Because of CVE-2015-0847 and CVE-2013-7441, two security issues in nbd-server, I've had to updates for nbd, for which there are various supported versions: upstream, unstable, stable, oldstable, oldoldstable, and oldoldstable-backports. I've just finished uploading security fixes for the various supported versions of nbd-server in Debian. There're various relevant archives, and unfortunately it looks like they all have their own way of doing things regarding security:

  • For squeeze-lts (oldoldstable), you check out the secure-testing repository, run a script from that repository that generates a DLA number and email template, commit the result, and send a signed mail (whatever format) to the relevant mailinglist. Uploads go to ftp-master with squeeze-lts as target distribution.
  • For backports, you send a mail to the team alias requesting a BSA number, do the upload, and write the mail (based on a template that you need to modify yourself), which you then send (inline signed) to the relevant mailinglist. Uploads go to ftp-master with $dist-backports as target distribution, but you need to be in a particular ACL to be allowed to do so. However, due to backports policy, packages should never be in backports before they are in the distribution from which they are derived -- so I refrained from uploading to backports until the regular security update had been done. Not sure whether that's strictly required, but I didn't think it would do harm; even so, that did mean the procedure for backports was even more involved.
  • For the distributions supported by the security team (stable and oldstable, currently), you prepare the upload yourself, ask permission from the security team (by sending a debdiff), do the upload, and then ask the security team to send out the email. Uploads go to security-master, which implies that you may have to use dpkg-buildpackage's -sa parameter in order to make sure that the orig.tar.gz is actually in the security archive.
  • For unstable and upstream, you Just Upload(TM), because it's no different from a regular release.

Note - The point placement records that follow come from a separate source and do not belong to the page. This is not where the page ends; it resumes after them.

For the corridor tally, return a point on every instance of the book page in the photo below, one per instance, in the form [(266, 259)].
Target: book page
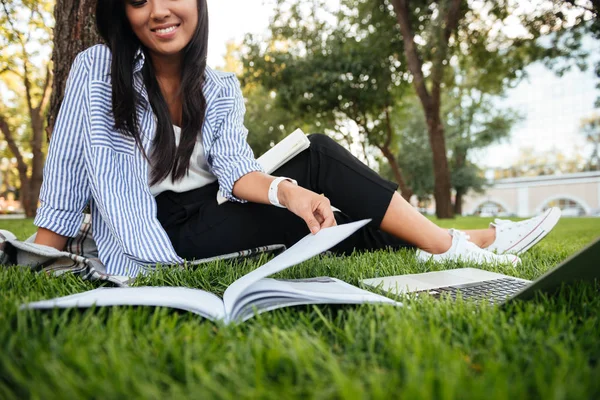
[(197, 301), (306, 248), (269, 294)]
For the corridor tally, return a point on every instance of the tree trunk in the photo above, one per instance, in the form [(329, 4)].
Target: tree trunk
[(28, 204), (458, 201), (74, 32), (431, 98), (441, 171), (405, 190)]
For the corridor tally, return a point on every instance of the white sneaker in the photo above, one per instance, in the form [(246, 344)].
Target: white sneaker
[(518, 237), (462, 250)]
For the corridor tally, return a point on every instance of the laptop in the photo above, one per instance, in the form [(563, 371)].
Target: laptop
[(478, 284)]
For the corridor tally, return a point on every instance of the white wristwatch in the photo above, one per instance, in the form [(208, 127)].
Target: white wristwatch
[(273, 190)]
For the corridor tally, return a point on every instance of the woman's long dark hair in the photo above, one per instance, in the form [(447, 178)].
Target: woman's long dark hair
[(166, 157)]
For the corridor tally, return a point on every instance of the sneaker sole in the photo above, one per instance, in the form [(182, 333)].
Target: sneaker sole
[(536, 234)]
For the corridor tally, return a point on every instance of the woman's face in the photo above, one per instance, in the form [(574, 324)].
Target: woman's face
[(165, 27)]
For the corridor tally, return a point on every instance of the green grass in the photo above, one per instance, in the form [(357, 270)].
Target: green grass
[(547, 349)]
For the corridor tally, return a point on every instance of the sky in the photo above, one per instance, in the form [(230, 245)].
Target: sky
[(553, 106)]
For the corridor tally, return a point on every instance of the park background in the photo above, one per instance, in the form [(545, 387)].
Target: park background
[(505, 104), (503, 90)]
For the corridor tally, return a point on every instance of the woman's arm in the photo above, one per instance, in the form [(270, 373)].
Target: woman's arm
[(65, 190), (314, 209)]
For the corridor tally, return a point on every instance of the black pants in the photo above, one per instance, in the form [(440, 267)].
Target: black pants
[(199, 228)]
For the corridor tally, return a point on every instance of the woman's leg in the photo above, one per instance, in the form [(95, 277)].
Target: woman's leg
[(200, 228)]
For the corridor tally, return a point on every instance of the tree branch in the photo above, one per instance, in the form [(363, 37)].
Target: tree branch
[(27, 84), (12, 145), (415, 64), (46, 91), (437, 71)]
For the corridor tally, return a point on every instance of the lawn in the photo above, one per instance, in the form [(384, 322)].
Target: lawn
[(549, 348)]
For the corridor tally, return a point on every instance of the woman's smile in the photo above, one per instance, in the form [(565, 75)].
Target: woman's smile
[(164, 27), (166, 31)]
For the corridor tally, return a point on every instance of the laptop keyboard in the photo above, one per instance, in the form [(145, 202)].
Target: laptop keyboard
[(495, 291)]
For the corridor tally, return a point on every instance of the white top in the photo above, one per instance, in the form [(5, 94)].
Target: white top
[(198, 175)]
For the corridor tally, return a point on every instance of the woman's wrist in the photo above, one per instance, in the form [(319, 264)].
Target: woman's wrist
[(284, 192)]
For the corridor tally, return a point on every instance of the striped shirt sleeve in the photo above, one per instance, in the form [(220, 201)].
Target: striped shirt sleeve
[(65, 190), (231, 155)]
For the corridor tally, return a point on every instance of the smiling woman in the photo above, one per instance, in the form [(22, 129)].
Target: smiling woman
[(148, 134), (164, 27)]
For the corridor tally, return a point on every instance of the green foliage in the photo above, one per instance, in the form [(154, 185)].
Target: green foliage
[(349, 69), (548, 348)]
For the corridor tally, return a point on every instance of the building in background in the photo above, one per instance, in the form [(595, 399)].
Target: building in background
[(577, 194)]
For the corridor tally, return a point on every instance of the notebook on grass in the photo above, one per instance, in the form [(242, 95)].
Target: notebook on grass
[(252, 293)]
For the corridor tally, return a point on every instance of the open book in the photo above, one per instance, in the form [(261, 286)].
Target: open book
[(252, 293), (279, 154)]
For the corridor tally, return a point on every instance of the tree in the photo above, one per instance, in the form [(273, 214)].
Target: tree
[(433, 32), (332, 72), (74, 32), (266, 121), (26, 27)]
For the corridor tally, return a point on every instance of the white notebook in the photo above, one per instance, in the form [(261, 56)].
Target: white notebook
[(279, 154), (252, 293)]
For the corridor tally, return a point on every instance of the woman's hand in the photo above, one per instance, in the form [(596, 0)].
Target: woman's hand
[(314, 209)]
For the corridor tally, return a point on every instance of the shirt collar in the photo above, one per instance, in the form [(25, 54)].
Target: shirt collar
[(138, 61)]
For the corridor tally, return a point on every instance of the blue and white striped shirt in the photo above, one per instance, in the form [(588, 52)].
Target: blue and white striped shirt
[(88, 160)]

While I understand how the differences between the various approaches have come to exist, I'm not sure I understand why they are necessary. Clearly, there's some room for improvement here.

As anyone who reads the above may see, doing an upload for squeeze-lts is in fact the easiest of the three "stable" approaches, since no intermediate steps are required. While I'm not about to advocate dropping all procedures everywhere, a streamlining of them might be appropriate.